Focus 2030 : La France accueillera les 27 et 28 mars le sommet Nutrition for Growth, offrant une opportunité unique de faire avancer la lutte contre la malnutrition à l’échelle mondiale. En tant qu’acteur du terrain, quelles sont vos attentes vis-à-vis de cet événement ? Quels engagements vous semblent essentiels pour renforcer l’efficacité de la lutte contre la malnutrition dans le monde ?

Maguette Beye : Tout d’abord, l’une de mes principales attentes vis-à-vis de ce sommet est qu’il permette de mobiliser un financement durable et suffisant pour les programmes de nutrition. Ce financement doit non seulement se concentrer sur les interventions à haut impact, mais aussi sur l’extension des services nutritionnels afin d’atteindre effectivement les communautés les plus vulnérables et garantir l’équité.

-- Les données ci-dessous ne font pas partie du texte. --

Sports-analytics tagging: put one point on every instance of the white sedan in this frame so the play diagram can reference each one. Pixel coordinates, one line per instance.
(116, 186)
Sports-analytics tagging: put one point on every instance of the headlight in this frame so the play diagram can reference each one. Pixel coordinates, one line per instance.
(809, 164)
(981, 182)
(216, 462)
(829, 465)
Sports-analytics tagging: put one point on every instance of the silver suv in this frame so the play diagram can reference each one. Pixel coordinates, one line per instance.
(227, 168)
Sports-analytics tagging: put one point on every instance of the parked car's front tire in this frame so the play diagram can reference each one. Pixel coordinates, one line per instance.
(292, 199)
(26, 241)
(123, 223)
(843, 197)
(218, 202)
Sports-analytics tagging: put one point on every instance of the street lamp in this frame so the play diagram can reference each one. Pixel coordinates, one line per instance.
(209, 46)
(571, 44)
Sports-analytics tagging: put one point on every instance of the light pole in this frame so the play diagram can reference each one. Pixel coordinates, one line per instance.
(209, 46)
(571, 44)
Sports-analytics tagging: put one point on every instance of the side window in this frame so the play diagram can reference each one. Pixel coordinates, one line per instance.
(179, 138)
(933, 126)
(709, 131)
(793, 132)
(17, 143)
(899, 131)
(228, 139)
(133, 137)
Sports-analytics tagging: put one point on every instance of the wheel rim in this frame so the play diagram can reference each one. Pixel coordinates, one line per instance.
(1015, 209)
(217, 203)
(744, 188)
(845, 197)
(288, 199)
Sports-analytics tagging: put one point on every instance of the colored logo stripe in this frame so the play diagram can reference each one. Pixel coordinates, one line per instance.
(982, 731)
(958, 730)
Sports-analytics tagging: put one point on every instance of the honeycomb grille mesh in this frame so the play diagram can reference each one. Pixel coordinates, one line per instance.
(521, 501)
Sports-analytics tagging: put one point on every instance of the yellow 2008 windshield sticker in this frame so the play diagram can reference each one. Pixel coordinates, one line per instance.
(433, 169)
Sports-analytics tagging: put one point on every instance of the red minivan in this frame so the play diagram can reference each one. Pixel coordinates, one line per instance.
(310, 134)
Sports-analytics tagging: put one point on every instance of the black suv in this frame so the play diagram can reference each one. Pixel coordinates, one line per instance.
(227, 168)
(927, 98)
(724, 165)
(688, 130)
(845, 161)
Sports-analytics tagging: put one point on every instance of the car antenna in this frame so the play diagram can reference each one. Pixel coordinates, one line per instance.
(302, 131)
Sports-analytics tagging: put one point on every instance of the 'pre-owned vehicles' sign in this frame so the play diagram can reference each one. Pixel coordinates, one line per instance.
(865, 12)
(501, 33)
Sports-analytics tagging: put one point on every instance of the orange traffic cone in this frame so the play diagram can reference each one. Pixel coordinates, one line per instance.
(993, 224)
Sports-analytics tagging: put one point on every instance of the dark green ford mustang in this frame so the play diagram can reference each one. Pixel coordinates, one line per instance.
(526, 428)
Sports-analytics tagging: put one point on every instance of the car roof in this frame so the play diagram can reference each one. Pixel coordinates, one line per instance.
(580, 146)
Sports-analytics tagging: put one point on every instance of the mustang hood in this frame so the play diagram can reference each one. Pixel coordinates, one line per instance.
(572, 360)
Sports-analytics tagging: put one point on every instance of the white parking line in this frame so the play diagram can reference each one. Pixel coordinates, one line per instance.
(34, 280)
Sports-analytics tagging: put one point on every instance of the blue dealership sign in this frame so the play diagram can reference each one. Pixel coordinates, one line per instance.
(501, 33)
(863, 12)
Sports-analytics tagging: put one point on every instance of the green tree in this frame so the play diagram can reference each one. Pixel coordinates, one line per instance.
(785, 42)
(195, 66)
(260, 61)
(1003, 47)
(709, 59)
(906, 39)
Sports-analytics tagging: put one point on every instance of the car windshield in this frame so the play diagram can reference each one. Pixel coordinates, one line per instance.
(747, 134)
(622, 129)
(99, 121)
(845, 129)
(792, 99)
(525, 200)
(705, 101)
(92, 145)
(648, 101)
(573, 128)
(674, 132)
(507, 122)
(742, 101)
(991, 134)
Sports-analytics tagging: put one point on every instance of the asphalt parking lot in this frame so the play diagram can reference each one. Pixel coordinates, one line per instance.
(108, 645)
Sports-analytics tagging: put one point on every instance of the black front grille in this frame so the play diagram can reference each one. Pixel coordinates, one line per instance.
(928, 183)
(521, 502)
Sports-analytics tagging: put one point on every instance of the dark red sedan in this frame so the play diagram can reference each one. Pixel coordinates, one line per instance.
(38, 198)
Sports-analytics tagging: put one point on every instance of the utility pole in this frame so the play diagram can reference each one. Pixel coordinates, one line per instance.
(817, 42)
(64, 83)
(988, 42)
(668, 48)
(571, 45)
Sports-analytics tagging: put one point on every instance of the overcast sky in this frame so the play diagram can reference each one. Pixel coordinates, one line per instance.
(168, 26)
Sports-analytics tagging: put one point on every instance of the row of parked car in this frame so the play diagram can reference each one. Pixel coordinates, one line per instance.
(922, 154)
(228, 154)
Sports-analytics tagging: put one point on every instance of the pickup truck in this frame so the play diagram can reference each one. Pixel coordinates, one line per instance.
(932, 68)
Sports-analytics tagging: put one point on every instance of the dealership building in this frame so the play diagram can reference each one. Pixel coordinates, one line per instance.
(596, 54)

Par ailleurs, plusieurs engagements pris par le Sénégal sont essentiels pour renforcer l’efficacité de la lutte contre la malnutrition. Il s’agit notamment de :

  • Assurer la couverture en actions essentielles de nutrition d’au moins 80 % des enfants de moins de 5 ans et les femmes enceintes/allaitantes. L’indicateur de cet engagement inclue le pourcentage d’enfants de moins de 5 ans bénéficiant de services nutritionnels essentiels tels que le dépistage et l’admission au programme de prise en charge de la malnutrition aiguë. Cet engagement permettrait au Sénégal de mettre l’accent sur l’extension des services nutritionnels, en particulier le dépistage et le traitement de la malnutrition aiguë. Cet objectif s’aligne avec la quatrième action de Helen Keller International, qui vise à renforcer les services communautaires de nutrition en mettant l’accent sur la PECMAS_com (Prise en charge de la malnutrition aiguë sévère au niveau communautaire).
  • Améliorer l’environnement alimentaire pour garantir un accès équitable et durable à des régimes alimentaires sains, diversifiés et nutritifs d’ici 2030. Cet engagement repose sur un indicateur tel que le nombre de textes législatifs et réglementaires adoptés pour favoriser un environnement alimentaire sain (objectif de 6 textes d’ici 2030). Cette action serait particulièrement bénéfique pour protéger l’alimentation des nourrissons et jeunes enfants, et elle correspond à la troisième action clé de Helen Keller Intl, qui milite pour une alimentation complémentaire optimale.
  • Assurer le financement des plans d’action nutrition dans les secteurs concernés à hauteur d’au moins 70 % d’ici 2030, en mettant l’accent sur la mobilisation de ressources pour l’achat de produits nutritionnels essentiels tels que l’ATPE, la vitamine A, et d’autres produits critiques. Cet engagement est d’une importance capitale car sans produits disponibles, il n’y a pas de programme efficace. Il est donc essentiel que les financements soient non seulement alloués à la mise en œuvre des programmes mais aussi à l’approvisionnement en produits nutritionnels vitaux.

Ces engagements sont des leviers puissants pour renforcer l’efficacité de la lutte contre la malnutrition et assurer une approche systémique et durable. Ils visent à consolider les actions déjà mises en place et à créer un environnement propice pour combattre la malnutrition de manière inclusive et durable.

 

NB : Les opinions exprimées dans cette interview ne reflètent pas nécessairement les positions de Focus 2030.